Of course, keeping in touch with business leaders you meet at such events is essential, as they aren’t likely to come to you with an offer to share their expertise. In January 2008, when Petplan USA was in a high-growth phase, the Ashtons realized they needed a great advisor. They invited Hill to a meeting, where they talked about their research into the size of the marketplace. “He became more and more interested in the opportunity and the huge potential growth market,” says Chris. Hill became chairman of their board of directors in April 2008. He also led a group of investors who got involved.

2) Build Relationships with Experts You Already Know.

When the Ashtons’ cat, Bodey, got sick, the veterinarian who treated their pet was Dr. Ken Drobatz, a highly regarded professor of critical-care emergency services at the Matthew J. Ryan Veterinary Hospital at University of Pennsylvania. The couple kept in touch with him afterward, seeking advice as they grew their business. When they later invited Drobatz to join their veterinary advisory board, Dr. Drobatz was already very familiar with their venture and aware that the couple was responsive to his previous suggestions. He has become one of their most involved advisors. “He has talked at trade shows on our behalf,” says Chris.

 

One way to meet business leaders is by attending local events or talks for entrepreneurs, perhaps at a university or business group, such as the chamber of commerce, in your area.

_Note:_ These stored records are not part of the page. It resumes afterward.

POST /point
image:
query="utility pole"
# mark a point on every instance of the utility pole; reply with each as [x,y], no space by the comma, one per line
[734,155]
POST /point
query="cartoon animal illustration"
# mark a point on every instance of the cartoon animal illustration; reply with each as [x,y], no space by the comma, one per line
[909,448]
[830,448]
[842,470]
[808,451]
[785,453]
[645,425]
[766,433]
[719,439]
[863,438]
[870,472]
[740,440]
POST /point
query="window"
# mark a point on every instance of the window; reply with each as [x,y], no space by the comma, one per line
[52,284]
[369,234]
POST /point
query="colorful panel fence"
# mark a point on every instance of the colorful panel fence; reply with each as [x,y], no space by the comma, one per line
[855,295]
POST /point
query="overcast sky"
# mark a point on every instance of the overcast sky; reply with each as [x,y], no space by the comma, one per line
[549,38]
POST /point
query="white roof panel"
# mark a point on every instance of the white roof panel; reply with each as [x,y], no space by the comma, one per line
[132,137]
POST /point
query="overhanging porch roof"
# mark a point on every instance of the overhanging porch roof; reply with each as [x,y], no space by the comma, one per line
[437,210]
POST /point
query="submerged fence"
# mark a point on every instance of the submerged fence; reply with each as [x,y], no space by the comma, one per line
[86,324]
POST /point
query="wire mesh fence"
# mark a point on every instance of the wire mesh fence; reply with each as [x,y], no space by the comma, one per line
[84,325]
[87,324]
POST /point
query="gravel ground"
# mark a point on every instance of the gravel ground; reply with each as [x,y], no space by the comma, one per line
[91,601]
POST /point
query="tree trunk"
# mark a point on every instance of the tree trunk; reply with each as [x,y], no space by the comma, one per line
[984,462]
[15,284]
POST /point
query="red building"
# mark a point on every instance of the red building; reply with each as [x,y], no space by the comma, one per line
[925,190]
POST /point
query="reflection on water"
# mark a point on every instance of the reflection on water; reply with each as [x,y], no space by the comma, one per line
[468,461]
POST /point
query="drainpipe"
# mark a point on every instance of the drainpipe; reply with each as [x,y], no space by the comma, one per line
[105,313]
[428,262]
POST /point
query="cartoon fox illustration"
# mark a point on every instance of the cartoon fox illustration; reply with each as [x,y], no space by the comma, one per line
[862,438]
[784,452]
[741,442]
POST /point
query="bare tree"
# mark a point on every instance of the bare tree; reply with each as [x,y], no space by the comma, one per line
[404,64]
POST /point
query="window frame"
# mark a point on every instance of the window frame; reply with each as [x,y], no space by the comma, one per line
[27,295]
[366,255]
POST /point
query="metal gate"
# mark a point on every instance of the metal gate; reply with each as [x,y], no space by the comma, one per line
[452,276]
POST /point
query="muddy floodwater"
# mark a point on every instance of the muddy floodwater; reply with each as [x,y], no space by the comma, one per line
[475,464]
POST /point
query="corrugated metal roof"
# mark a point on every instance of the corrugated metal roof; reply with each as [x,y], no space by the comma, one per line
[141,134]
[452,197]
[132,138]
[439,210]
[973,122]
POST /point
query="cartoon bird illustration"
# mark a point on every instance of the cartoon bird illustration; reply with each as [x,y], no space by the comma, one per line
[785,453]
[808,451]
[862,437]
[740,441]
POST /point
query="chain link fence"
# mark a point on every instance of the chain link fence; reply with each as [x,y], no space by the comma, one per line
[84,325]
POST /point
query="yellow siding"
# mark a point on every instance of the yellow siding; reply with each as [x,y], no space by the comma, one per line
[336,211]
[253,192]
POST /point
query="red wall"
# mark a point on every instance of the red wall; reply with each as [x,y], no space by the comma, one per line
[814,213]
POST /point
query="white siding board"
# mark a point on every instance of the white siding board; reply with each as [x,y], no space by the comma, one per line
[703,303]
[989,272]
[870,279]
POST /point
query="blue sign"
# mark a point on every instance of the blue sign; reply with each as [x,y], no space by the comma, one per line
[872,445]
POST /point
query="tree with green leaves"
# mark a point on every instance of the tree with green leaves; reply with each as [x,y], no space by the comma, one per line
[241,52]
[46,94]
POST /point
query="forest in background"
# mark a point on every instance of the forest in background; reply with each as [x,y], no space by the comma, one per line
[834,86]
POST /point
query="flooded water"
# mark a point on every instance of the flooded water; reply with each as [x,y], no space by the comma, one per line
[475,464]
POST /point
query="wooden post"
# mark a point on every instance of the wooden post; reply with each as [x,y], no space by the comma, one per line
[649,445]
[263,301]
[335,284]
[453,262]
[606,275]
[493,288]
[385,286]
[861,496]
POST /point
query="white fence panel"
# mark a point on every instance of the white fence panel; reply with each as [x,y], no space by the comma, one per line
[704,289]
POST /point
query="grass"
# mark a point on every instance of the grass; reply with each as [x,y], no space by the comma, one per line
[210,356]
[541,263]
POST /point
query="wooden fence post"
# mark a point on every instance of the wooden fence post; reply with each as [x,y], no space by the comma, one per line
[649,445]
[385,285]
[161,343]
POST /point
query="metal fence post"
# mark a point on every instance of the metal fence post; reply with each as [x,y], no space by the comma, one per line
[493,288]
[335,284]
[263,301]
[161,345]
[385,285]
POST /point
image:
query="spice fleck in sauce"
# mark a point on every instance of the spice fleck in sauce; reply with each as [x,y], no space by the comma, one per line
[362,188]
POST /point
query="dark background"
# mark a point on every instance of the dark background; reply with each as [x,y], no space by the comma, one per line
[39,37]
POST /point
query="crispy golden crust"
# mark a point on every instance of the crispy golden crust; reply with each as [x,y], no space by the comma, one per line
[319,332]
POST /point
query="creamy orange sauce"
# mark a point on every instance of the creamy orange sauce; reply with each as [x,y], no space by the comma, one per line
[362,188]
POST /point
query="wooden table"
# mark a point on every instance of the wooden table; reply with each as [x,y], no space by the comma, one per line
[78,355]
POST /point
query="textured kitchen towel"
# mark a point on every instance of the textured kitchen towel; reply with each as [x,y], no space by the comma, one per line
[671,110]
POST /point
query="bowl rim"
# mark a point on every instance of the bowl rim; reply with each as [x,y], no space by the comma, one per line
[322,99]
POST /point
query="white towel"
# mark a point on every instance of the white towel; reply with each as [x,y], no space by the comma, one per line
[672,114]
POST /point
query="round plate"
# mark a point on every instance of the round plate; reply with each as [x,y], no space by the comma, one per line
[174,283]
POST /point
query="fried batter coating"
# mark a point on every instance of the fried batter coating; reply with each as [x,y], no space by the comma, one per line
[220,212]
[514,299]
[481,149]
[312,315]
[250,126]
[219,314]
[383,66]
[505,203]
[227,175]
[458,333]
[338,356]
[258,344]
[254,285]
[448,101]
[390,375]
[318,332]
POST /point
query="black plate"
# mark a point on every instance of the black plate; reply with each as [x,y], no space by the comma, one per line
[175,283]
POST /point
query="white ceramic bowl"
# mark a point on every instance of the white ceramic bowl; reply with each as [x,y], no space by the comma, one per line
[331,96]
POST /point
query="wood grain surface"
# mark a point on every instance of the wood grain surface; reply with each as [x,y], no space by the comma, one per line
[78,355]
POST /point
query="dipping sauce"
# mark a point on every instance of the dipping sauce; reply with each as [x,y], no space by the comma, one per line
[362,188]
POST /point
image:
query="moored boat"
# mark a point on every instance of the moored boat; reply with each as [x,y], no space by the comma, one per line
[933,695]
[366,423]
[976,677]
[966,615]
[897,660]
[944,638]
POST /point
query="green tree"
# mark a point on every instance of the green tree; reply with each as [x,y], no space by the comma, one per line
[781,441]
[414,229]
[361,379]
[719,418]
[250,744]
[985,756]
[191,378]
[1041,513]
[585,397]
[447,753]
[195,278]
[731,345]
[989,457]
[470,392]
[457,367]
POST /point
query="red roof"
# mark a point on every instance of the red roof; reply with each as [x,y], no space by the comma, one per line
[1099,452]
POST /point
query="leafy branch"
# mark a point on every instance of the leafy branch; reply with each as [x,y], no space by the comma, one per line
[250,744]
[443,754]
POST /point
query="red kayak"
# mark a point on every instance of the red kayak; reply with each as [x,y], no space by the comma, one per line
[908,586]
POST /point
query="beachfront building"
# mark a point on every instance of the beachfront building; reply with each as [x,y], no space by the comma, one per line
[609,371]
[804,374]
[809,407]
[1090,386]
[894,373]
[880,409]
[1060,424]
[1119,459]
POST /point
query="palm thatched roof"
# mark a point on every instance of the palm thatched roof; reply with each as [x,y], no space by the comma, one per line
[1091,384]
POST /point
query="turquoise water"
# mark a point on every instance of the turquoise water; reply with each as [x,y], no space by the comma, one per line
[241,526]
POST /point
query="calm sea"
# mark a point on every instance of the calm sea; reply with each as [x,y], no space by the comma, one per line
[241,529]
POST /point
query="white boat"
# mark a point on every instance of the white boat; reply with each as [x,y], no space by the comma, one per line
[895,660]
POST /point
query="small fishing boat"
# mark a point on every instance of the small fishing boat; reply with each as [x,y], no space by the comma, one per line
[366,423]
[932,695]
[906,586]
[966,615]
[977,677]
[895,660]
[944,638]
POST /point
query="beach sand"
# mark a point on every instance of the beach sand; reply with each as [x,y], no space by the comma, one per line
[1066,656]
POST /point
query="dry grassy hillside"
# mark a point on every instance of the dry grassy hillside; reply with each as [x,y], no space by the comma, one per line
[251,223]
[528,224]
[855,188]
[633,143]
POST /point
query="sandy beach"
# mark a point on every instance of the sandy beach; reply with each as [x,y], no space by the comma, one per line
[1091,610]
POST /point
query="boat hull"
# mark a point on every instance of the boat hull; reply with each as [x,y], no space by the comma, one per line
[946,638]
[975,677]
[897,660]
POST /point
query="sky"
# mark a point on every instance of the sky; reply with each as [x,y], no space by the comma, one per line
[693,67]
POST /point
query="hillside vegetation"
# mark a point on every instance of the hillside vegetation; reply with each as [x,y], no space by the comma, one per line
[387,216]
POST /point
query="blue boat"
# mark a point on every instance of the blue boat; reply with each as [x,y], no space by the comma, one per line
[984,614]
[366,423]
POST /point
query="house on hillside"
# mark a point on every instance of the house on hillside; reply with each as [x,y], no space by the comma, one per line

3) Respect Your Advisors’ Time.

“The kind of people you want on your board are very busy, successful people,” says Chris. Typically, they won’t expect you to pay them. They will usually come on board on a voluntary basis because they see a business advantage to doing so, whether it is a chance to invest early in a promising company or a way to network with your other high-powered advisors. While they may enjoy helping you with business strategy or an area, such as accounting, in which they have an expertise, don’t expect them to be available for constant phone calls about the daily decisions you must make as an entrepreneur.

To make the most of the time they have with their advisors, the Ashtons schedule meetings with them in advance for every couple of months or so, and communicate with them by email otherwise. This keeps the advisors’ time commitment to about 10 hours a year or less—and still gives Petplan USA ample opportunity to tap into their expertise.